The Page-Based CMS is a Natural Byproduct of the Web

By Deane Barker • August 15, 2016 • 8 min read •

Author Description

The concept of how a “page” relates to content is a critical aspect of how a CMS works. The web has influenced this relationship.

The “page-based CMS” is not a bad thing. We try to pretend we don’t need to think about pages anymore, but most of the time, attempts to liberate ourselves from the notion of a page is just impractical idealism.

Furthermore, the page-based model doesn’t really matter that much, in the big picture. The acknowledgment of (and catering to) pages in a CMS is simply a practical concession that inflicts no harm.

This post (rant?) started with a tweet by my friend Carrie Hane:

Am I going too far to say to CMS companies: If you’re still thinking about pages, you’re doing it wrong.
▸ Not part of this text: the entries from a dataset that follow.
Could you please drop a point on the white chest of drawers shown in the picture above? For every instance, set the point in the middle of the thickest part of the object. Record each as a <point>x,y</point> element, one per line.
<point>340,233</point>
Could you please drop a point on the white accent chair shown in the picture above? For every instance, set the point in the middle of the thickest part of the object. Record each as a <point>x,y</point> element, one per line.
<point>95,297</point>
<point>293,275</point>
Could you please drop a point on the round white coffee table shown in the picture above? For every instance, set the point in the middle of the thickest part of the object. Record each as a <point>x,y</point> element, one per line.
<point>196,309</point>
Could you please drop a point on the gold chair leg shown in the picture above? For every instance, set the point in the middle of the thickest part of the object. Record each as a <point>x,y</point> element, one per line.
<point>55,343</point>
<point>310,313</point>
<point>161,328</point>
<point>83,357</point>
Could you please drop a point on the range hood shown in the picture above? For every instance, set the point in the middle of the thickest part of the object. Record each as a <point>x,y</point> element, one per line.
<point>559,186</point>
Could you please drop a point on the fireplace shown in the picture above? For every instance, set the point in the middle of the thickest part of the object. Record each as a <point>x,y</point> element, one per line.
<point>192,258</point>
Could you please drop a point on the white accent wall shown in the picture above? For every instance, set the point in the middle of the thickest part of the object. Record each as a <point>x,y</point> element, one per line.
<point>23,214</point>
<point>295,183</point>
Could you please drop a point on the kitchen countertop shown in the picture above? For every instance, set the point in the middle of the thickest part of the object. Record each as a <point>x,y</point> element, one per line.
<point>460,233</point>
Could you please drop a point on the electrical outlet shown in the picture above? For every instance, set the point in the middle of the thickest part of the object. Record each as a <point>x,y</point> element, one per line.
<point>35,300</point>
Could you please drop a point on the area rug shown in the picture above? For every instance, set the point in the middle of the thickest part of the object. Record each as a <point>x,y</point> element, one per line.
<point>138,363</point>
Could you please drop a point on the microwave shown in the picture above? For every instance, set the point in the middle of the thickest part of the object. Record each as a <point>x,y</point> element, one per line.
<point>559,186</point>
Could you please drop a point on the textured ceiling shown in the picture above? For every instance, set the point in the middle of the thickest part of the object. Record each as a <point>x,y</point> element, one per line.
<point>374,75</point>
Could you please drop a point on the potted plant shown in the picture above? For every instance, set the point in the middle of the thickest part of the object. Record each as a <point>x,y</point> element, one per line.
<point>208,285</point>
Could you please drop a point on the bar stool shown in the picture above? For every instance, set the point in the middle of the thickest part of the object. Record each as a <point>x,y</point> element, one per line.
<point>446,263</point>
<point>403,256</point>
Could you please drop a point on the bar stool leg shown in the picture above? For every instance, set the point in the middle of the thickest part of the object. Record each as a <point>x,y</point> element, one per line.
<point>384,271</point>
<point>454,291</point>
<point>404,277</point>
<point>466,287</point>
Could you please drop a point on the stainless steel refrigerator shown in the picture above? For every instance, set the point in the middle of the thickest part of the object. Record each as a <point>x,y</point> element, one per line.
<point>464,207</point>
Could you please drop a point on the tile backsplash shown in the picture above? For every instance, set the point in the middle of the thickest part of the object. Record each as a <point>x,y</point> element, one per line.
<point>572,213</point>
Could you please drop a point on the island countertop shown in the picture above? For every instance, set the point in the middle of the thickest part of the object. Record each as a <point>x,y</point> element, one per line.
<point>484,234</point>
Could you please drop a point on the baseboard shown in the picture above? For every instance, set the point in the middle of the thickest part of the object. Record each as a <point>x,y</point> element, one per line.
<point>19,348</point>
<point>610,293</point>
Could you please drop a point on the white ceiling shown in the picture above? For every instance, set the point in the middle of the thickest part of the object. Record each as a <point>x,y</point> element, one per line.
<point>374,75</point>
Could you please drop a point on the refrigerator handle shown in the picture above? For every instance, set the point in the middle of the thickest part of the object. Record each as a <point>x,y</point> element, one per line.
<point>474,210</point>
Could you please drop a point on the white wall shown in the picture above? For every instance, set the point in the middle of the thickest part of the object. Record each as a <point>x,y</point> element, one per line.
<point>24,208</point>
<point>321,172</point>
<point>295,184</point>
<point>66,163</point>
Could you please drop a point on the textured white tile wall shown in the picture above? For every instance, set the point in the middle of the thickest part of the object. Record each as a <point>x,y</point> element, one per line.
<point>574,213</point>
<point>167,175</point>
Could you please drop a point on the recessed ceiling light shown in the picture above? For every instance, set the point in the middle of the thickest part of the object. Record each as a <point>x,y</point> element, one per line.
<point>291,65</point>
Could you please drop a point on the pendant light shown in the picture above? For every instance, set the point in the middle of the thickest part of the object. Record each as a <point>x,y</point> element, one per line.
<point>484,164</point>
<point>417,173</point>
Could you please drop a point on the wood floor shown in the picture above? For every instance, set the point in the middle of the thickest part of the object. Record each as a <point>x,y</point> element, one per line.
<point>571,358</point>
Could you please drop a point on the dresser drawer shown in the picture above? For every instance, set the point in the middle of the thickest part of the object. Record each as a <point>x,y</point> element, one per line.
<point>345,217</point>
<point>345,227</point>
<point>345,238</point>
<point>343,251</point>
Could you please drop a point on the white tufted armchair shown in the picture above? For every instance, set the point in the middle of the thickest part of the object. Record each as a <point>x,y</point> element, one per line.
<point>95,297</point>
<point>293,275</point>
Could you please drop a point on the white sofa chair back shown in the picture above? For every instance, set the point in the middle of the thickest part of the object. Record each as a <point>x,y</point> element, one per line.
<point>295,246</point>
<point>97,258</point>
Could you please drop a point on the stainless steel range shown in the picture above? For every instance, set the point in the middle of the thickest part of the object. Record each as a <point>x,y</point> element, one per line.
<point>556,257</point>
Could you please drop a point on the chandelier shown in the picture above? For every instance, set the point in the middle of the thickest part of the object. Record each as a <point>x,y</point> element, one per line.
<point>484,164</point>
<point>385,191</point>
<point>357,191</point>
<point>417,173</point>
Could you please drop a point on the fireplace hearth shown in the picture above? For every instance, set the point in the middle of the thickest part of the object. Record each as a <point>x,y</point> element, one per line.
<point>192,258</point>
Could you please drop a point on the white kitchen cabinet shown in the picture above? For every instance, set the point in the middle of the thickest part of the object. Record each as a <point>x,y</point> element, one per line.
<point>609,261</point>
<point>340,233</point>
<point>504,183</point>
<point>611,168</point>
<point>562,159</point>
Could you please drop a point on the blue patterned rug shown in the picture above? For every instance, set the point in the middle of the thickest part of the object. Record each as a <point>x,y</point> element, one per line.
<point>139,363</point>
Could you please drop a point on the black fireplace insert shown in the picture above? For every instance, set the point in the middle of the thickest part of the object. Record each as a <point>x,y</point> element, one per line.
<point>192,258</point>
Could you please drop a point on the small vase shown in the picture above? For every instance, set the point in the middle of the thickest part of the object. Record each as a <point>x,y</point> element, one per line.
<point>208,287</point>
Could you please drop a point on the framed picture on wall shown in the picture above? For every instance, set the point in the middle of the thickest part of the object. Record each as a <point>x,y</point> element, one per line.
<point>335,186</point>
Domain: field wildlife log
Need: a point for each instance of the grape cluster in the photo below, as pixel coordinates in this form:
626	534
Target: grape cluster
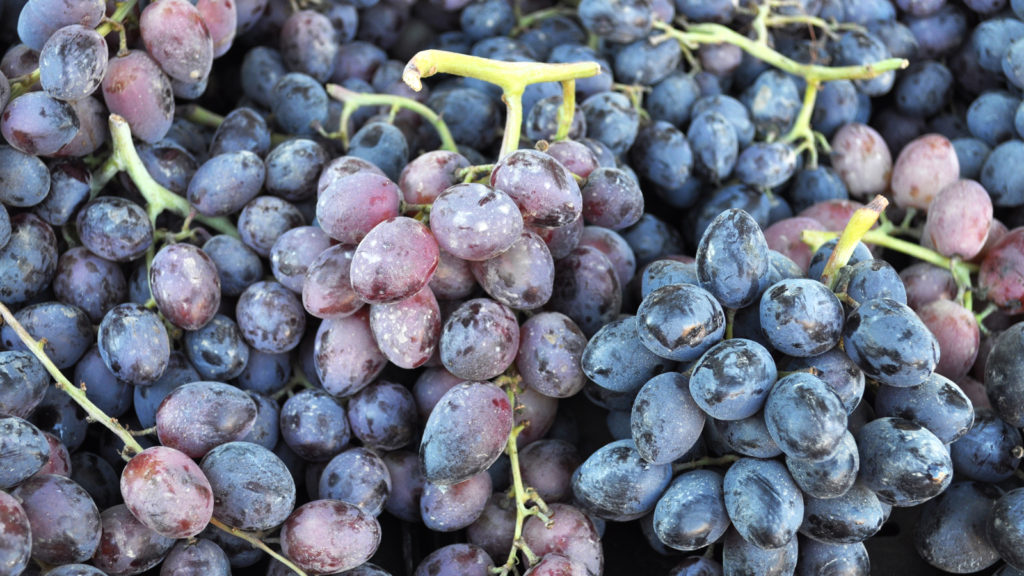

Michael Boyink then chimed in, and what ensued was a rousing three-way discussion around the classic notion of “page-based CMS” versus more pure notions of content, separate from a “page.”

The “page based CMS” debate rolls around with regularity, it seems. Almost exactly four years ago, I discussed this same thing: What is a Page-Based CMS? In part, I said:

I think I’ve boiled it down to a litmus test: upon creation, does the core content object automatically get an addressable URL? If it does, then that would be a page – pretty much by definition – no matter what someone calls it.

Let’s back up a little this time and approach it from a distance.

No matter what your content looks like, how it’s modeled, or how it’s structured, a URL in a browser has to resolve to something. We call that thing a page. Sure, it may represent some other logical concept – a person, a news release, a location – but HTML in a browser is a page no matter what abstract thing we’re talking about. Content has to be delivered and the page is almost always how we do that.

Different CMSs have different relationships to a page. Roughly speaking, there are three models: Explicit, Implicit, and Ignorant.

Explicit: Content and pages are separate things. Pages are the only things that respond to a URL and they are containers for content. Much like you have to put a letter in an envelope to deliver it, you have to embed one or more content objects inside a page to make them accessible to content consumers. Sometimes, to make things more user-friendly to editors, creating content automatically creates a page and wraps the content in it, just to remove that rote step for content that will always need a page. Concrete5 uses the explicit model, so does DNN/Evoq, and so did the last version of TERMINALFOUR that I used. (Eight years ago, I was calling this the “composite page model.”)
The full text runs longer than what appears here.